Nothing in the objective history of this country supports the portrayal of any single group as psychologically more prone to violence than another. But there are ways in which cultures in opposition clothe the adversary in negative characteristics. And the Afro-Guyanese culture also has some negative stereotypes of Indians, Amerindians and others. The fact is, also, that as a collective which is poly-cultural writes the scenario of its history, roles are distributed and accepted or rejected. For example, imagining that the Indians sees you as fearful may facilitate threatening behaviour towards them that would be unthinkable in a transaction with a fellow African or a white man. We need to note also that “fear” is often a gloss for deep and intertwined sentiments of ethnic identification that is the motor for community/ethnic voting. Politicians do not go into deeper analysis on the hustings. They relate to their audience through a sort of symbolic language where a single word may be used to evoke a set of images and concepts that generate certain emotions. When therefore the “twenty eight years” were invoked, it was a “rally round the race” call that has begun to be diminished in its mobilisational power as the memories fade. The role of the PPP on its election platform was to have the memories transmutate into myth, stereotype. Hence calls to keep memories fresh. How, now, will the PNC/APNU react to its continued portrayal as the seminal adversary of a certain ethnic group, a certain forward movement?

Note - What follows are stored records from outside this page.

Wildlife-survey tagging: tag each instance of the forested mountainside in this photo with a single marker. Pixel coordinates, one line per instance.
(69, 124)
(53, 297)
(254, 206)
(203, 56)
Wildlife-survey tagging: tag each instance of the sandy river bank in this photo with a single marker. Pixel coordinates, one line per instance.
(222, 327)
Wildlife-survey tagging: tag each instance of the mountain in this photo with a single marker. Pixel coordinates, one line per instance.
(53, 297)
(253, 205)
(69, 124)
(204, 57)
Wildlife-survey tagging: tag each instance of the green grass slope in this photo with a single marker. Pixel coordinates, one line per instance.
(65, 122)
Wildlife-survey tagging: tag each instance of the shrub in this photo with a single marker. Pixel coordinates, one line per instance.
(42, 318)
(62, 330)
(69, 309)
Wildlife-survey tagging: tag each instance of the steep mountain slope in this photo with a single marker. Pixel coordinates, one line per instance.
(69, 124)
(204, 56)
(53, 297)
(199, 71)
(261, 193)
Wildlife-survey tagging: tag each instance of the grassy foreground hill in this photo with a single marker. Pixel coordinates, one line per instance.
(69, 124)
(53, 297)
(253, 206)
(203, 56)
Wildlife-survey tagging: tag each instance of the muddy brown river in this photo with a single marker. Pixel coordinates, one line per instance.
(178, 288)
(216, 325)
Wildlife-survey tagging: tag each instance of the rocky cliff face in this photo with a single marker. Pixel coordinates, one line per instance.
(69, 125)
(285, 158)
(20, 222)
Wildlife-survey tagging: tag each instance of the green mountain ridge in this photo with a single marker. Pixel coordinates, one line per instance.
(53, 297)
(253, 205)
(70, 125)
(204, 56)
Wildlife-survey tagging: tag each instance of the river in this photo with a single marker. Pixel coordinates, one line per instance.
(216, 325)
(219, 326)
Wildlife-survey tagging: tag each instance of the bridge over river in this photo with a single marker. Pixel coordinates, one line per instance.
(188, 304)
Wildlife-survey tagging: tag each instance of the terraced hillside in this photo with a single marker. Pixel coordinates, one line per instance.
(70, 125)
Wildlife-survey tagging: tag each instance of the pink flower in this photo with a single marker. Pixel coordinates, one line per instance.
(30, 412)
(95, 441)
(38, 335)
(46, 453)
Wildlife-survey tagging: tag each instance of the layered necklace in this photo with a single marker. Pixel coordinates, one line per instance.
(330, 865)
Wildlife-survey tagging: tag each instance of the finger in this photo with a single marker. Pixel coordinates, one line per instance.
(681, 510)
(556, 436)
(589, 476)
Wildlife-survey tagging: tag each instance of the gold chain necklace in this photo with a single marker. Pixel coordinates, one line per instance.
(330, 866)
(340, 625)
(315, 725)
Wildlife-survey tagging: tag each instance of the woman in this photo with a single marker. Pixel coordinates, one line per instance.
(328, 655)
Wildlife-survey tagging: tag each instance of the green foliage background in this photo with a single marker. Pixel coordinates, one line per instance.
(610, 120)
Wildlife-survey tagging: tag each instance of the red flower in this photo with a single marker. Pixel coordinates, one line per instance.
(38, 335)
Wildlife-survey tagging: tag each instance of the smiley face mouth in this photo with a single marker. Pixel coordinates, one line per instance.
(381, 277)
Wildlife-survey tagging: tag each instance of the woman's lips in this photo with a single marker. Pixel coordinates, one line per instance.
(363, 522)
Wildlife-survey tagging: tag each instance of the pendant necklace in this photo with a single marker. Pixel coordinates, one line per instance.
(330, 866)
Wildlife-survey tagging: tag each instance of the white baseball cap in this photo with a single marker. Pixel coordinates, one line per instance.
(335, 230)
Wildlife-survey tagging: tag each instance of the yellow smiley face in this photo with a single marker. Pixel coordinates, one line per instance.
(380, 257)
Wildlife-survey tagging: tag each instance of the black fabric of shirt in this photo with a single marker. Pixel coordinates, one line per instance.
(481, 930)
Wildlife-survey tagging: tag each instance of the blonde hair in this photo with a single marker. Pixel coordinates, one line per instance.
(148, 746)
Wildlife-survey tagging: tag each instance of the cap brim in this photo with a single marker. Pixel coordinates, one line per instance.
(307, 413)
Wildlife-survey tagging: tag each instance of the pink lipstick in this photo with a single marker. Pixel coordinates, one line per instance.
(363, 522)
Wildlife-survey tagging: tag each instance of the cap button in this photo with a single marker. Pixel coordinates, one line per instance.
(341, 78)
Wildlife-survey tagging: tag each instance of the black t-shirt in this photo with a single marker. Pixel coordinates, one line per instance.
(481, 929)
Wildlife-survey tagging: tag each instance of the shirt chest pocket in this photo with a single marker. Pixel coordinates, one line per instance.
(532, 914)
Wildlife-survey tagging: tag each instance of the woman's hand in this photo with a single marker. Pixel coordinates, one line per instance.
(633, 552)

Let us concede that the portrayal is no longer true to life. The PNC has, we all hope, escaped its type-casting. The party of Brig Granger and Rupert Roopnaraine is unlikely to play the role required of it by the PPP’s scenario with its stereotypes.

From the ascension of Mr Corbin to the leadership, the PNC has increasingly cast itself as an ethical force in opposition to a PPP drowning in the venal immoralities and the indecencies attributed to some of its more public members. It is unlikely that the PNC will be provoked into association with those who may wish to promote violence. By this time, those who listened to Bynoe and Benschop during the last of the tragic violent marches, would have been disabused. If the PNC has learnt something, the question on the table at this time is, “What has the PPP learnt from the last distressing decade; from the election results and the calls everywhere, by everyone including its own supporters, for better governance?” Then, immediately another question, “If the PNC has managed to escape its role, is there hope that the PPP will metamorphose into something grander than ‘protectors’?”

It is without malice that springs to mind the thought that a good ‘clean-up‘ gesture for which Mr Ramotar will gain credit would be throwing overboard, from any porthole in the office of the president, some of the tainted characters tolerated by the last regime. A lot of his decent followers are truly embarrassed by the crude uncleanliness they have come to symbolise. Then he would have to dismantle the infrastructure of relations (commercial, political, intimate) left in place by his predecessor. But (another question) does the deal he made that earned him the candidacy allow him any latitude? He can really become a memorable figure in the history of his country’s politics.

Should Mr Ramotar prove ready for the task of transforming the country and exiting the ridiculous role in which his party has locked itself, he risks not only winning future scheduled elections, but winning the sympathy of many disappointed by recent events. What has occurred so far – the quick swearing in, the naming of the familiar cabinet, the nervous confusion at the events of the marches, the seeming dismissal of calls for inclusionary government – suggests that Mr Ramotar still needs to find his feet.